От этого должно было стать легче, но не стало. И заплакала почему-то не Буба, а я сам.
– Алекс, – она подошла ко мне только тогда, когда я успокоился и перестал реветь. Я лежал прямо на полу в обнимку с альбомом, и ей пришлось сесть на корточки, – Алекс хочет покушать бон-бон?
– Не хочу тебя видеть.
– Мама сказала Бубе защищать Алекса.
– Неправда. Это она сказала мне.
– Мама сказала Бубе защищать Алекса, – повторила она, но Буба не знает, как. Буба ничего не умеет.
– Зато Буба умеет все портить.
Она помолчала, пощипывая мой рукав.
– Пусть Алекс поспит, – сказала, наконец, она, – там Бубин рюкзак…

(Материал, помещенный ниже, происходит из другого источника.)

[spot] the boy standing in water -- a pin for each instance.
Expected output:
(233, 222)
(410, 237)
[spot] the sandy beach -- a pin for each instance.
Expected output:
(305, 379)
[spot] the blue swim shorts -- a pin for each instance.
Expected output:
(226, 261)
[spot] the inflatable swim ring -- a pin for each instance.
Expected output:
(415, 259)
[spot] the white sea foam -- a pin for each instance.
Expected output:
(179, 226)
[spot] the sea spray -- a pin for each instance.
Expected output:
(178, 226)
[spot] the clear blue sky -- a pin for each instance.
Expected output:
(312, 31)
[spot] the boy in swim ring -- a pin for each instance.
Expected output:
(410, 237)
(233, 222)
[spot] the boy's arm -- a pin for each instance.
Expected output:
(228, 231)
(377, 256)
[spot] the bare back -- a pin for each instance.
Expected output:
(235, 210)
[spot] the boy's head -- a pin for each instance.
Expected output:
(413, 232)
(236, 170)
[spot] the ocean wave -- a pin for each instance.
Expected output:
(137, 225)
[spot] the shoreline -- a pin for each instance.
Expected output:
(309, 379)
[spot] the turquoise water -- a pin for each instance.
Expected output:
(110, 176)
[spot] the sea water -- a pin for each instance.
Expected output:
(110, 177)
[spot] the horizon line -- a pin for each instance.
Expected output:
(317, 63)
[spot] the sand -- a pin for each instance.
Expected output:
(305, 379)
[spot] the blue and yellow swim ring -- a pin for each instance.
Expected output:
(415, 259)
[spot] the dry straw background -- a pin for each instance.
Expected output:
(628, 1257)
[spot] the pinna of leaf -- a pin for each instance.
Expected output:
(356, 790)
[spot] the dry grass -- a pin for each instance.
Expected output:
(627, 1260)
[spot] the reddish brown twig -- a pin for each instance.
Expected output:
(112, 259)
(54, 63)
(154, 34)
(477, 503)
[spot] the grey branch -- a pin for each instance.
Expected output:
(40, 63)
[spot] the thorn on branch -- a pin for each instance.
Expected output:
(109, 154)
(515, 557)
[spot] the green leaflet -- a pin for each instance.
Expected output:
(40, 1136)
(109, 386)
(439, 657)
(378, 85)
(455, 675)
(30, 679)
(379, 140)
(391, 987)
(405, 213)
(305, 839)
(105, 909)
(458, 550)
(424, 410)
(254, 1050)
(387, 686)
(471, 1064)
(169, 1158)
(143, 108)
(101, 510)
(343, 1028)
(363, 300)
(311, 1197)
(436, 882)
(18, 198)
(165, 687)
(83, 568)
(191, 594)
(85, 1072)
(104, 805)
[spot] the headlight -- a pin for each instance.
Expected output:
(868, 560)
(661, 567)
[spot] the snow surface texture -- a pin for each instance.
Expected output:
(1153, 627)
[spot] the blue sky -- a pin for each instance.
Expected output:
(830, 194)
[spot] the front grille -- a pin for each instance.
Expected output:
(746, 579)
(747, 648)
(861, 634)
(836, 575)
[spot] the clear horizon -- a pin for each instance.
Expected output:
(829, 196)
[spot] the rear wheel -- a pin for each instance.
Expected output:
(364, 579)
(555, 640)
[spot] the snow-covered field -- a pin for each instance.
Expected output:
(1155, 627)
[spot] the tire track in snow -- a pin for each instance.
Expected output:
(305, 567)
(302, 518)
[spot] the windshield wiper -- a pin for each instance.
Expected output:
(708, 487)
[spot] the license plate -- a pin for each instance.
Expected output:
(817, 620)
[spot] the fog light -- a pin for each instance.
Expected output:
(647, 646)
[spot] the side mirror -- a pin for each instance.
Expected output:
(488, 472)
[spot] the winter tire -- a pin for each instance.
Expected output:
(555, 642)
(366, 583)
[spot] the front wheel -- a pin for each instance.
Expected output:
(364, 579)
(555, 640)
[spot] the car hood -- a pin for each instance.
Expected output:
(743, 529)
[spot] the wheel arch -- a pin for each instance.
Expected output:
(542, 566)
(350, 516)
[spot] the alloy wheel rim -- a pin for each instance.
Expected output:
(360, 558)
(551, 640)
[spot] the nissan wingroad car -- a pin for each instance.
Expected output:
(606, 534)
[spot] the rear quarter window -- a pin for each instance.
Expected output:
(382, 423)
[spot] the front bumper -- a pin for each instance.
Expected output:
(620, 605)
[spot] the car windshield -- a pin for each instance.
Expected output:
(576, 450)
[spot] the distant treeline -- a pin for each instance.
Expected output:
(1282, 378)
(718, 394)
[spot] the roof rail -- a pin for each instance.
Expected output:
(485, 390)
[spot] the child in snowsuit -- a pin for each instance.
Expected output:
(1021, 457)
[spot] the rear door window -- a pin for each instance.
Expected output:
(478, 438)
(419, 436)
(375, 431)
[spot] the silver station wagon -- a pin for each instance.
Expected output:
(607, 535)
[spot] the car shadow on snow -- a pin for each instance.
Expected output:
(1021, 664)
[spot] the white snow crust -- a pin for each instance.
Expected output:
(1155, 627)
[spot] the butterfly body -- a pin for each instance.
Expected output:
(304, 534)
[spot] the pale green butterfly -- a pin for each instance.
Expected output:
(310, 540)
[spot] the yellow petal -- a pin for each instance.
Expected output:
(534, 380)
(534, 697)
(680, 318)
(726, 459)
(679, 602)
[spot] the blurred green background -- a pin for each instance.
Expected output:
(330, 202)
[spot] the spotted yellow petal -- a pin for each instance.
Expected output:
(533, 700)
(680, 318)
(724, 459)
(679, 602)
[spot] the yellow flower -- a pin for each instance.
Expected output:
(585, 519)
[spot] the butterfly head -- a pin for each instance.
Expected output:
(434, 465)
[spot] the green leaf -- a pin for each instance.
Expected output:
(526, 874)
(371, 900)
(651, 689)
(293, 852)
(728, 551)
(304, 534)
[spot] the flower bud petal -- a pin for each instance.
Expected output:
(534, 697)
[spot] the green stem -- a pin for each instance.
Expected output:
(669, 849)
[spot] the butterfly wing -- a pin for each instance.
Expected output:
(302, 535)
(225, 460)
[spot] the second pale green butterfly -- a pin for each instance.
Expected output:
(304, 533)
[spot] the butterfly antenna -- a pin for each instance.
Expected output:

– Да пошла ты со своим рюкзаком.
И я действительно уснул.
* * *
Когда я проснулся, таймер на панели показывал шестьдесят восемь часов после приземления. Я автоматически посчитал – значит, осталось продержаться еще двести сорок четыре. Если, конечно, рыжий не обманул.
– Бубка! – крикнул я, потому что было подозрительно тихо. Наверное, забилась в угол и что-то хомячит, глупое создание. Мне стало немного стыдно от слов, что я ей наговорил. Хотя, зная Бубу, она уже все забыла – память-то, как у рыбки.
Но Бубы нигде не было. У меня снова вспотели ладошки. Мы на крошечном шаттле на заброшенной недоПиТи. Вокруг нас – черный космос. В шаттле – два отсека. Холодильник. Пара плоских шкафчиков. Туалет. Ее нигде не было.